The key success factor was accurately identifying the low of the day in a trending market. This allowed me to enter the put spread at an optimal price point and ride the subsequent move. The trade validated my growing conviction about being more selective with premium buying strategies.

Lessons Learned

This trade reinforced a significant strategic evolution in my approach to 0 DTE options trading. I've come to realize that buying 0 DTE calls simply isn't worth it from a risk-reward perspective. The asymmetric nature of volatility in the options market means that puts tend to get premium expansion as markets fall, while calls don't benefit from the same volatility boost during rallies.

Going forward, my framework will be:

When bearish: Buy puts outright to benefit from both directional movement and volatility expansion • When bullish: Sell put spreads rather than buy calls, collecting premium instead of paying inflated call premiums • Alternative bearish play: Consider call spreads as another way to express bearish views

This approach acknowledges a fundamental truth about market behavior - fear moves faster than greed, and volatility spikes happen more dramatically on the downside than the upside. By aligning my strategy with these market realities rather than fighting them, I can improve my edge in the 0 DTE space.
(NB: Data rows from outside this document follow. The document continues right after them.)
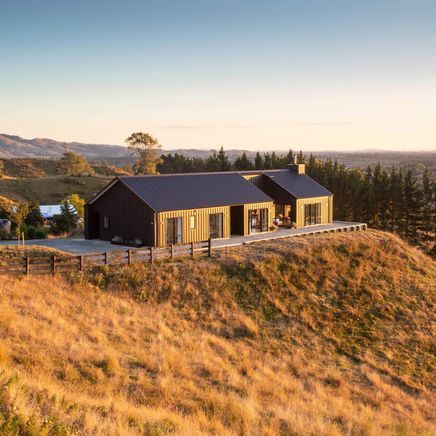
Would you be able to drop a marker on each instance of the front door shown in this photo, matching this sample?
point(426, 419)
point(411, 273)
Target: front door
point(174, 231)
point(257, 221)
point(216, 225)
point(312, 214)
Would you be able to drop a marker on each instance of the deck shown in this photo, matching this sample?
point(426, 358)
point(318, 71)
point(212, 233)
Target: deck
point(337, 226)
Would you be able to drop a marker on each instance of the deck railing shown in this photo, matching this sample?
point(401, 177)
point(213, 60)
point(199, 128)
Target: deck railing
point(66, 264)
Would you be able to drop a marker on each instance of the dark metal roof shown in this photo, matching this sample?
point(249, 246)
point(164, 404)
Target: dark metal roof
point(192, 191)
point(298, 185)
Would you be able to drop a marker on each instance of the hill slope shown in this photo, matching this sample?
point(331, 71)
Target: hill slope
point(51, 190)
point(14, 146)
point(319, 335)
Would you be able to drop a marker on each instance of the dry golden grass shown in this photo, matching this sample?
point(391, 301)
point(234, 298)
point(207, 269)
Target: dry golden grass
point(321, 335)
point(10, 253)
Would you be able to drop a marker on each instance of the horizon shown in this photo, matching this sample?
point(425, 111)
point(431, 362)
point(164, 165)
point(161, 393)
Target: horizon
point(249, 76)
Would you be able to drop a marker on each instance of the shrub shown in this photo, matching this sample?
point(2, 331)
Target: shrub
point(35, 232)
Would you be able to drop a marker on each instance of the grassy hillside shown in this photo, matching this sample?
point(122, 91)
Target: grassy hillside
point(51, 190)
point(37, 168)
point(328, 334)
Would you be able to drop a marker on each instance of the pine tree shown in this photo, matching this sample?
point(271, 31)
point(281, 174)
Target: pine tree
point(268, 162)
point(243, 163)
point(368, 197)
point(395, 206)
point(428, 209)
point(224, 163)
point(258, 162)
point(412, 207)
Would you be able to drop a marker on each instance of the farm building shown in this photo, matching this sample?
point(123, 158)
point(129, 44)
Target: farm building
point(160, 210)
The SPX put spread trade was a perfect example of this philosophy in action. Instead of trying to time a perfect bottom with expensive calls, I used a put spread to benefit from what I believed was an oversold condition, capturing profit as the market found its footing.

This strategic shift represents a more mature approach to options trading - one that works with market mechanics rather than against them. The goal isn't to be right about direction at any cost, but to structure trades where the probabilities and payoffs are most favorable given how volatility and premium behave in different market conditions.